Speaking of corruption leads one inevitably to the elephant in the room – the nexus between insurgency, organised criminality and corruption. The three feed off each other, ensuring that there is vested interest in keeping instability going. In Afghanistan this is focused on poppy production and the sums involved are astronomical. Opium finances the Taliban and, through bribery, undermines the official state. Even northern warlords in non-Pashtun provinces would take their cut, smuggling opium north and west and supplying arms in return. Opium has been the war materiel of the Taliban. In previous wars, we have had no qualms about attacking enemy war materiel – from the blockade of Napoleonic France to the Schweinfurt ball-bearing factory. But in counter-insurgency, military force cannot be used against civilians and criminals are civilians, unless there is a cast-iron case for linking them with insurgency.
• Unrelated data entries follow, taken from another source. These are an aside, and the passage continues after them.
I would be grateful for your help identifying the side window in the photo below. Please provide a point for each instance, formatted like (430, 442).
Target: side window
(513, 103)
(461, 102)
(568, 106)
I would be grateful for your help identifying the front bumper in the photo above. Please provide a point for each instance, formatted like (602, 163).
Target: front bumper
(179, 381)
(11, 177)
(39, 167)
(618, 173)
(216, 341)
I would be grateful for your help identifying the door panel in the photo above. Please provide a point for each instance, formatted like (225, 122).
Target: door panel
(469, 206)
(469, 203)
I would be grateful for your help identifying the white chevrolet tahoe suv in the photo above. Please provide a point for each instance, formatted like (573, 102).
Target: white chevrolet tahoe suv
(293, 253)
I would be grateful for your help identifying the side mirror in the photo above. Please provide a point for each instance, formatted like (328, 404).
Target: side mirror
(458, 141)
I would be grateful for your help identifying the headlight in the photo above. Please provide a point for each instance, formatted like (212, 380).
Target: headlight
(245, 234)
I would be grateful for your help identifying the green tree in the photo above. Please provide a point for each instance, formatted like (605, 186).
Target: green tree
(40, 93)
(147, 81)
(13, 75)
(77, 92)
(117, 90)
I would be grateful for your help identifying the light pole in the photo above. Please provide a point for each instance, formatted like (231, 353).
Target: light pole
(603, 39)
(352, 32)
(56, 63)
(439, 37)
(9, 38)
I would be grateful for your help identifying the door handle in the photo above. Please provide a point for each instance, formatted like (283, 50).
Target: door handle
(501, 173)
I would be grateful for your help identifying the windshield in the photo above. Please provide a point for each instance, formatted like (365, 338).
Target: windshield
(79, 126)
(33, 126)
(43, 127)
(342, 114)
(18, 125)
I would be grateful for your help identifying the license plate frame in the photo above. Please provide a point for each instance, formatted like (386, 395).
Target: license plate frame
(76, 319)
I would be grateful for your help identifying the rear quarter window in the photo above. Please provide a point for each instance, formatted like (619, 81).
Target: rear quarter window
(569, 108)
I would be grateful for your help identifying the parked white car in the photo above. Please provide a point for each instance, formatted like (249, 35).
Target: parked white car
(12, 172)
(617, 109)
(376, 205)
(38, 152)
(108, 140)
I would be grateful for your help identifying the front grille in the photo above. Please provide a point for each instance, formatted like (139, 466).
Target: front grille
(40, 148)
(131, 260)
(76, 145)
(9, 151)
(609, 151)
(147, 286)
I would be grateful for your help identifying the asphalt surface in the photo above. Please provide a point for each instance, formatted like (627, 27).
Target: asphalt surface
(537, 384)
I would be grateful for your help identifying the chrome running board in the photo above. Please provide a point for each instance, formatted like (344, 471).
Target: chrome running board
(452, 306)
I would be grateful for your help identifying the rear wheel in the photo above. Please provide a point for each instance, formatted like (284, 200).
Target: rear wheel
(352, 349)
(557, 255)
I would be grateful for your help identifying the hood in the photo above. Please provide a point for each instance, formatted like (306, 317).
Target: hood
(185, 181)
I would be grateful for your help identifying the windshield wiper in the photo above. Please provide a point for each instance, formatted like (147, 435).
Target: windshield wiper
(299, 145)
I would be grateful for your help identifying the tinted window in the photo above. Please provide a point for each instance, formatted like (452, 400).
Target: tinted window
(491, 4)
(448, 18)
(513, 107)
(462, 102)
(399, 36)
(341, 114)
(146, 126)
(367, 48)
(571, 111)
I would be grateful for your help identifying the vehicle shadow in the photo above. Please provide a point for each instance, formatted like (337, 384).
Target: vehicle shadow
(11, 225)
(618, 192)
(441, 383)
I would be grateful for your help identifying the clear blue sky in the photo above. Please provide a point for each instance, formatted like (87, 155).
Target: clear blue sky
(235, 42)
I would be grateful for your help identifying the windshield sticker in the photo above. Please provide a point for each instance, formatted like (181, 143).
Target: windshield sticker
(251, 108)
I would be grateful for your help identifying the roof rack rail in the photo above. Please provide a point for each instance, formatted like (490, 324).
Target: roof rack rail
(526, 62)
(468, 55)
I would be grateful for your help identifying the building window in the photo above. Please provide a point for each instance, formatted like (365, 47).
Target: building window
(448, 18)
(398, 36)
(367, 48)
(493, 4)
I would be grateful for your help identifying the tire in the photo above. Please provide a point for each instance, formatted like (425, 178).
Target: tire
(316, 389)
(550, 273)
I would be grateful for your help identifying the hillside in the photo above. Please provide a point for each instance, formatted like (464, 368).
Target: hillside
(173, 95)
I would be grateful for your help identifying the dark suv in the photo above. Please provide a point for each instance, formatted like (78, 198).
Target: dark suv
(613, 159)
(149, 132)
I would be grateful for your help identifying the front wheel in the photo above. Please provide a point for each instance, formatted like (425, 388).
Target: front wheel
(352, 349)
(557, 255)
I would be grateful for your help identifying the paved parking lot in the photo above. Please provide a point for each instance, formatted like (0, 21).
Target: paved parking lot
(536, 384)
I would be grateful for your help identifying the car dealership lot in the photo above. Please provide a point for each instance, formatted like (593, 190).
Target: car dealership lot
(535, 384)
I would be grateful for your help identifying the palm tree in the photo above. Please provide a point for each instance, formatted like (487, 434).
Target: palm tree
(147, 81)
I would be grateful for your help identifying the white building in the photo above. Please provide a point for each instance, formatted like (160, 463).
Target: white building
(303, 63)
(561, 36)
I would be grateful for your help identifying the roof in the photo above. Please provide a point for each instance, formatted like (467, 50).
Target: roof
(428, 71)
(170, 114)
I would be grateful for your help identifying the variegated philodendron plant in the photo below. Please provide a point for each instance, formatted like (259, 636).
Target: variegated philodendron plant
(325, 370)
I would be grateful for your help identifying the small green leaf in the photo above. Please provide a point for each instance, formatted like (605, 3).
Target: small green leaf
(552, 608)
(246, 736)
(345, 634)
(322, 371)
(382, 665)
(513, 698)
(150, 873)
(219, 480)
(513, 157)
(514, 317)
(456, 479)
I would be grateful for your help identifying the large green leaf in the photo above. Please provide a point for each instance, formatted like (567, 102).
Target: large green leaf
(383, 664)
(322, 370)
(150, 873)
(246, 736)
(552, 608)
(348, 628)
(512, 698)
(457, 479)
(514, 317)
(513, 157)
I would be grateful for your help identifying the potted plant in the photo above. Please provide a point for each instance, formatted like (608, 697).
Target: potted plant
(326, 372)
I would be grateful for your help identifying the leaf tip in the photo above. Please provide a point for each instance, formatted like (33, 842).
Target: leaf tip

Until and unless the legal framework is altered to allow the destruction of insurgent or terrorist finance, we will face this problem just as we did with diamonds in Sierra Leone, cocaine in South America and tobacco and livestock smuggling in Northern Ireland. The traffickers and refiners must be attacked and the big growers’ crops eradicated. For the small farmer, a proper system of alternative livelihoods which allows food crops to be got to markets and processing plants must take the place of a drug market that comes to them.
Insurgencies and counter-insurgencies, if not won outright by one side or the other, are usually resolved through a process of negotiation in which both sides apply force, messaging and other resources in order to shift the position of the other. Eventually, both sides reach a compromise position – how far in one direction or the other depends on how successfully one side or other applies its available resources. This was under way between the US, the Afghan government and the Taliban in Qatar and the result would probably have been some sort of compromise. But by removing the actuality, or even the threat, of force while this process was under way has simply handed victory to the Taliban.
It is now too late to do anything about Afghanistan – sadly, the will is not there in London or Washington – but at least the latter has the means to act if it chose. The last three British governments have so far emasculated defence that we are not capable of intervening anywhere, even if it were necessary and right. One can hear the laughter from Beijing, Tehran, Moscow, Damascus and Pyongyang. Our enemies know that they can do as they wish. There should be no laughter from Islamabad and if there is, it will soon be drowned out by the noise of chickens coming home to roost. In most of Afghanistan it will be the sound of gunfire that drowns out all else, as the Taliban shoot those who do not conform, sell women into slavery and return the country to its darkest days. Will they give safe haven again to the likes of Al-Quaeda? Probably – but they will take their time and take care until they are sure that the lack of spine in Washington will not once again bring down on their heads the storm that broke after 9/11.